Nadia Senchuk (MBA ’07) gets a kick out of telling the origin story of her and her husband Ilya’s (BSc ’03) relationship.

They met in the grape-growing capital of Winnipeg, Man., she jokes.

The Prairies have yet to carve out an identity for producing the star ingredient in wine, but Winnipeg does seem to produce great vintners, at least. The Senchuks are proof.

They own Leaning Post Wines in Stoney Creek, a winery that started as a bootstrap enterprise and now, 13 years later, is a destination on Niagara’s wine route.

It’s named for the leaning post at the end of every row of grapes in a vineyard —emblematic of the support the couple got from friends and family as they built their dream.

But just as much credit goes to the passion and perseverance that Nadia exudes when talking about how she and winemaker Ilya went from being two kids in the ‘Peg to poster children for tenacity.

“I’m of the opinion if you set your dreams high and really put the work in, there’s almost no limit to what you’re capable of,” Nadia says. “We knew because we didn’t come from large financial backing that we’d have to do that.”

Nadia was studying economics at the University of Manitoba when she and Ilya, who was studying classics and science, started dating. He had no idea what he wanted to do until he read a story about a new oenology and viticulture program at Brock and decided to apply.

“I’m so glad he read that article because I couldn’t imagine him doing anything else,” Nadia says.

As for her, she followed llya to Ontario and met Professor Carman Cullen, who persuaded her to consider doing a new Master of Business Administration (MBA) program in wine marketing at the Goodman School of Business. It wasn’t up and running when she applied to do her master’s degree, so she focused on finance instead.

After graduating, Nadia worked in commercial banking and found herself sitting across the table from entrepreneurs in search of funding on a near daily basis.

“That entrepreneurial bug stung me.” Nadia recalls. “Problem is, I didn’t know a lot about business. My husband knew a lot about the wine industry, and we knew we didn’t want to spend our lives working for someone else. We started dreaming and started putting things together. We just started.”
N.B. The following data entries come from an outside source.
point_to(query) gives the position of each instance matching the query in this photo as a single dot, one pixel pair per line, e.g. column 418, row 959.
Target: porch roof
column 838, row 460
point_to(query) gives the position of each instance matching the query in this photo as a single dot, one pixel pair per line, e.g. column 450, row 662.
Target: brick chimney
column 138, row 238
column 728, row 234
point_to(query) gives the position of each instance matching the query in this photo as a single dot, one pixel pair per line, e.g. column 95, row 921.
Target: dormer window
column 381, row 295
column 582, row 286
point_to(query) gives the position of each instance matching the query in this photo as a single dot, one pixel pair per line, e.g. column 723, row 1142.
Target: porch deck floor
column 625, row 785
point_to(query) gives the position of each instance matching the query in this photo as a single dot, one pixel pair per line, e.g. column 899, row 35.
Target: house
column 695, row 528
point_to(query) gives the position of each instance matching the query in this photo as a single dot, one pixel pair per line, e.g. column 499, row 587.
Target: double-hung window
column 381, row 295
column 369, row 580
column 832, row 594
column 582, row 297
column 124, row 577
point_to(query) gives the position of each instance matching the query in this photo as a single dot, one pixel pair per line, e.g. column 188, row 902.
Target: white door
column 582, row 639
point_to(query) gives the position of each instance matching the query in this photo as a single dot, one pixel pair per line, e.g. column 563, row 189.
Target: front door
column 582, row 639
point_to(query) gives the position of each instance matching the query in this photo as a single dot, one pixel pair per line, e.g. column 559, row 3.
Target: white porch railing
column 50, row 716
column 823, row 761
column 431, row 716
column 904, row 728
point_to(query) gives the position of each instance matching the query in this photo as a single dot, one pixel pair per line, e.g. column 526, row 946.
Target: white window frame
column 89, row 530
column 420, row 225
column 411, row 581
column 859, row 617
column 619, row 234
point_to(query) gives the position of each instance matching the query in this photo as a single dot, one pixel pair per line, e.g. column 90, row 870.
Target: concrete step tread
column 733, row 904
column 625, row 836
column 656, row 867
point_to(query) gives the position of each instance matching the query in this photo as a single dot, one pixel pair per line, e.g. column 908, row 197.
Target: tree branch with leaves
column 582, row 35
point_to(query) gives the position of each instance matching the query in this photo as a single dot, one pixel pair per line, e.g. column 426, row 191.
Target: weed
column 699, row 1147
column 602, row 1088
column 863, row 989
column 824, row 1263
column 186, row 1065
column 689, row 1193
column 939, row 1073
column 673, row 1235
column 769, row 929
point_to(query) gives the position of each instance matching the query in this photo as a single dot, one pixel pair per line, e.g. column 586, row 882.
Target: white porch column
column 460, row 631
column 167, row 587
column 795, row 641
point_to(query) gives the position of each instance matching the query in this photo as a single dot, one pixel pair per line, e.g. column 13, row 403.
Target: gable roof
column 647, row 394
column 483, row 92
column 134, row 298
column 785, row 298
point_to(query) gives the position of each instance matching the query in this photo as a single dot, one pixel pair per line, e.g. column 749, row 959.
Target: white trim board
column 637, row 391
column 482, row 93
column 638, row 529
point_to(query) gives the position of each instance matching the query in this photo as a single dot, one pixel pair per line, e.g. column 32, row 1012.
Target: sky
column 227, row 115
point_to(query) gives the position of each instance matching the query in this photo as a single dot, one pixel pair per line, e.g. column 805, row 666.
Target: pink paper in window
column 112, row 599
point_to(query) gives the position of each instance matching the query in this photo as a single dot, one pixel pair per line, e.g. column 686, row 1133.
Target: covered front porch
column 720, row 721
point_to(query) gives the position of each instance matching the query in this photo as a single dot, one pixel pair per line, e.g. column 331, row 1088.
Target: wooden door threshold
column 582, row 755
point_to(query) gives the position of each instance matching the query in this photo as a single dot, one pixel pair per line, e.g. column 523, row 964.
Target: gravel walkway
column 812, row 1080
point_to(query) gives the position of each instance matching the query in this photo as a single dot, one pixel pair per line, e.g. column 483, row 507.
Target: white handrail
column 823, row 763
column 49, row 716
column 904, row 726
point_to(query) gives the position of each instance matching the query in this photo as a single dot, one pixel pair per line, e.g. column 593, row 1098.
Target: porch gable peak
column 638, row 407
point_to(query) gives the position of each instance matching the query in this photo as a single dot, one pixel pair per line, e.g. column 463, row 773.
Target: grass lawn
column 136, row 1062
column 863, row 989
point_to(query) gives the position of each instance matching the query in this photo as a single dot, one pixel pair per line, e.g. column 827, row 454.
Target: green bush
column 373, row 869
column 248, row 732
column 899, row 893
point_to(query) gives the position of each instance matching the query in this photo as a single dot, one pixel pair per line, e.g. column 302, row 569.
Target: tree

By 2009, they had a virtual winery, borrowing infrastructure from other wineries to make their vintages and sell them to restaurants. Two years later, they bought the property for Leaning Post. By 2013, they opened their boutique winery to the public.

In the meantime, Nadia worked as vice-president of operations for a manufacturing firm in Grimsby, learning business “on someone else’s dime.”

In 2017, she joined Leaning Post full time. “I love it. I’m passionate about business,” Nadia says. “I really want to turn heads in the wine industry.”

Leaning Post is doing that thanks to Nadia’s business prowess and Ilya’s winemaking talents.

Her Goodman MBA gave her a smattering of everything she’d need to operate a winery, even if it wasn’t clear while studying that would be the case. Her passion and perseverance did the rest.

“When you’re young, you think, ‘When am I going to use organizational behaviour?’ I’ve used it multiple times,” Nadia says. “(My Goodman education) was the seeds to show me what’s possible.”